Exporting Data General Information
INFO
Find here general information about exporting data.
Available File Formats
Worksheets can be exported to one of the following file formats:
- Apache AVRO
- CSV
- Parquet File Format version 2.1
- Hyper Extract (Tableau as of version 10.5)
- TDE (Tableau Data Extract)
- TDSX (Tableau Packaged Data Source)
Requirements for Exporting Data
- a workbook must be created and executed initially
- only saved worksheets can be exported
- exporting data is only available in Datameer's Enterprise product
- a valid connection must be available, e.g. Tableau Server connection
Configuring an Export Job
INFO
To export a worksheet through a <connection name> connector:
- Click the "+" button and choose "Export Job" or right-click in the browser and select "Create New" → "Export Job". The 'New Export Job' tab appears in the menu bar.

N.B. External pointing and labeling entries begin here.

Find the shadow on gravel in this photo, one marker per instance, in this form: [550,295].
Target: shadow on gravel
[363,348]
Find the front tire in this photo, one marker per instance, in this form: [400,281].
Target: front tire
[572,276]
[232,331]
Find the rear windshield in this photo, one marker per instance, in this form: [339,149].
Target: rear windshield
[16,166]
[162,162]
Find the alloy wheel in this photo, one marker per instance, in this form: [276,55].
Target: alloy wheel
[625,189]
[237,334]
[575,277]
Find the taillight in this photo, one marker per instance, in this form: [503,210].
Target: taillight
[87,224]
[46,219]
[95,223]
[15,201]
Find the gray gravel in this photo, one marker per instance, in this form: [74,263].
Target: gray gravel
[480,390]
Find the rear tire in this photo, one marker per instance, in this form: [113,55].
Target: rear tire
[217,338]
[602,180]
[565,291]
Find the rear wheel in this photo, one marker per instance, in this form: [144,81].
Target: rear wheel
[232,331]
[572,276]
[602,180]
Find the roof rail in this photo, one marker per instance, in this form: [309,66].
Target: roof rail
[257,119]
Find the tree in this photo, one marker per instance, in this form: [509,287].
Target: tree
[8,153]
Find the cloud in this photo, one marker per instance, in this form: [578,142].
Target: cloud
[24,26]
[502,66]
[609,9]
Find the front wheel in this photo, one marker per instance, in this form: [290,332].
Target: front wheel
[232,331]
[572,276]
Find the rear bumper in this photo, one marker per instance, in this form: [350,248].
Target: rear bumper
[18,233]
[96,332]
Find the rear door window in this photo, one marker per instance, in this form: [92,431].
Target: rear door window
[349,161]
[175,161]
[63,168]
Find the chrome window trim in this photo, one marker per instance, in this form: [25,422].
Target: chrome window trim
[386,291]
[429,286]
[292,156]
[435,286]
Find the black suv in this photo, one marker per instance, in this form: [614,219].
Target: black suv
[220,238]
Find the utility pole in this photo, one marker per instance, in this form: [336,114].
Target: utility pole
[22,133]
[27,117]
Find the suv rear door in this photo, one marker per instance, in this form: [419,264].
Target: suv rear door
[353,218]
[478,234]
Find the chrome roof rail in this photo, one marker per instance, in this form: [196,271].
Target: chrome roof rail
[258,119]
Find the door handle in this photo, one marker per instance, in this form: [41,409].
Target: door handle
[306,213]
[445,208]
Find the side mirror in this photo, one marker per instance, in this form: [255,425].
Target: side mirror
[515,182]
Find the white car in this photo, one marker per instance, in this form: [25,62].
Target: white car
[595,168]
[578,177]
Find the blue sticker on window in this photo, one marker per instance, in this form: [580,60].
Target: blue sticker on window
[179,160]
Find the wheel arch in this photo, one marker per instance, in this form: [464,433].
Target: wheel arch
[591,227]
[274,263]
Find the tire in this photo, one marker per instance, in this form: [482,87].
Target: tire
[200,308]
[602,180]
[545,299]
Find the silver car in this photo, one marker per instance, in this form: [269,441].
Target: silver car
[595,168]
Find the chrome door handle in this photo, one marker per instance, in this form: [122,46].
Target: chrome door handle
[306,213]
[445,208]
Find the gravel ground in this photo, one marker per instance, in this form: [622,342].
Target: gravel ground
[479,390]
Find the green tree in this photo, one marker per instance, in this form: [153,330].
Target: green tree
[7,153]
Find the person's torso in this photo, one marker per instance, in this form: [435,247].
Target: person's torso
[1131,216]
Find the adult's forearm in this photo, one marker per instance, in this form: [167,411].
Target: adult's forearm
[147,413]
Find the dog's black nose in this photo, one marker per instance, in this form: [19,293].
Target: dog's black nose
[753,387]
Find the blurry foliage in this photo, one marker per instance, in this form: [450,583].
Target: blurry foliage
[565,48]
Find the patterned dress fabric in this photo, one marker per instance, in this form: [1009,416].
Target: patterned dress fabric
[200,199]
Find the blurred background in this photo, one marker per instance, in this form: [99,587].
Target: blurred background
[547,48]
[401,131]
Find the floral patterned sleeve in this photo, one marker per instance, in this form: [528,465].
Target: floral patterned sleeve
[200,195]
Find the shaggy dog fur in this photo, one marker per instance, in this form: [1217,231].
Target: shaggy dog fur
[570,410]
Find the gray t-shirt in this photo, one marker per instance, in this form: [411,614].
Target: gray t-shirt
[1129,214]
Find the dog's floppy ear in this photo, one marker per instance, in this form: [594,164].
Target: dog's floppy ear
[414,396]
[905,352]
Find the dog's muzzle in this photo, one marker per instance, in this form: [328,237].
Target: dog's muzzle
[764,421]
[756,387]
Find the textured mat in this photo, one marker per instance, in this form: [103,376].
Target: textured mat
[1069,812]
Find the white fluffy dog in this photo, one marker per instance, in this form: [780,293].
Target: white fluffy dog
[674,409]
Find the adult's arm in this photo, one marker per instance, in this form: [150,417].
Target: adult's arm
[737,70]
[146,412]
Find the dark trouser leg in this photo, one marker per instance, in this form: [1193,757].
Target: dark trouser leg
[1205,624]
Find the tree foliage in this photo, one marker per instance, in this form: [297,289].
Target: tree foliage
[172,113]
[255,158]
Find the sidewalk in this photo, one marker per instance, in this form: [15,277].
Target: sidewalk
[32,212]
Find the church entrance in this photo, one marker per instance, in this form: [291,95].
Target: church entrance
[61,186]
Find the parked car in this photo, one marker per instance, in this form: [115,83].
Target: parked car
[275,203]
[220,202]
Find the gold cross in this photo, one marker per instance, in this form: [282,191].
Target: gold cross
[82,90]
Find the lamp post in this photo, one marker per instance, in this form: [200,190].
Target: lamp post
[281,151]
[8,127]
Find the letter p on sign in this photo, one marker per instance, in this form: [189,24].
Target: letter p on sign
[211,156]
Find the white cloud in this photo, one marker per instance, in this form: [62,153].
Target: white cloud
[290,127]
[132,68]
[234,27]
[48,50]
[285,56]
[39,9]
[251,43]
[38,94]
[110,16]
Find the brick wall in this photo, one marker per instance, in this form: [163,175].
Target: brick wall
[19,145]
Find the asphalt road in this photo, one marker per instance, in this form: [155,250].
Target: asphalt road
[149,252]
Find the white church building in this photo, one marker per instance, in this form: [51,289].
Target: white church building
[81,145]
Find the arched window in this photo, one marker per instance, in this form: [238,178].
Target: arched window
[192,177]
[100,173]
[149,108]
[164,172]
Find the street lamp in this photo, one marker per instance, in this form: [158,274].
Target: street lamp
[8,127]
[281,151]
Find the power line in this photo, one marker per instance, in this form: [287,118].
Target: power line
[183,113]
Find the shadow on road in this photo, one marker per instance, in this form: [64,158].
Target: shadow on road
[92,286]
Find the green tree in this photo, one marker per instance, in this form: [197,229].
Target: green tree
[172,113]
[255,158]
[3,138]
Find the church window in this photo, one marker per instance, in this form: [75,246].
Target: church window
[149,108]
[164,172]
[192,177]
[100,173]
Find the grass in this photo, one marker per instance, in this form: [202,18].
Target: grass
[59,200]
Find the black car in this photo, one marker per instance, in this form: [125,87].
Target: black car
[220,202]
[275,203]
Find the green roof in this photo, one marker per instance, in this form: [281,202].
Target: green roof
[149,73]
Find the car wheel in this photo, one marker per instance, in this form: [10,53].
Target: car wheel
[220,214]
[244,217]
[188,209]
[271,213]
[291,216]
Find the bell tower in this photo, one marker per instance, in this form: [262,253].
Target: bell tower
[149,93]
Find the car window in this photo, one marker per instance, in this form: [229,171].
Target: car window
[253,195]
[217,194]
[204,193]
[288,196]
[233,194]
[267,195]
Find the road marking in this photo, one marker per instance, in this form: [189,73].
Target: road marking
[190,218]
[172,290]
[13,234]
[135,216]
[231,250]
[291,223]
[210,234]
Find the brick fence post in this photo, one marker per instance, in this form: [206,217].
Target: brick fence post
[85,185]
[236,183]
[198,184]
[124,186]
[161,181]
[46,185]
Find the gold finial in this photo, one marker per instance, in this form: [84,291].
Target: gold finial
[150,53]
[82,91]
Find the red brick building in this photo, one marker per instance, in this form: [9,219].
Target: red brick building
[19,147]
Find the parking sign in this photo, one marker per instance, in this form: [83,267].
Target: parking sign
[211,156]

or - Select the workbook to export from in the browser by clicking on "Select". The dialog 'Select Workbook' opens.
- Select the workbook and confirm with "Select". The name of the workbook appears in the workbook field.
- Click "Next".
- Select the worksheet to export from out of the drop-down menu. The 'name of the sheet is displayed in the 'Select Sheet' field. A preview is displayed.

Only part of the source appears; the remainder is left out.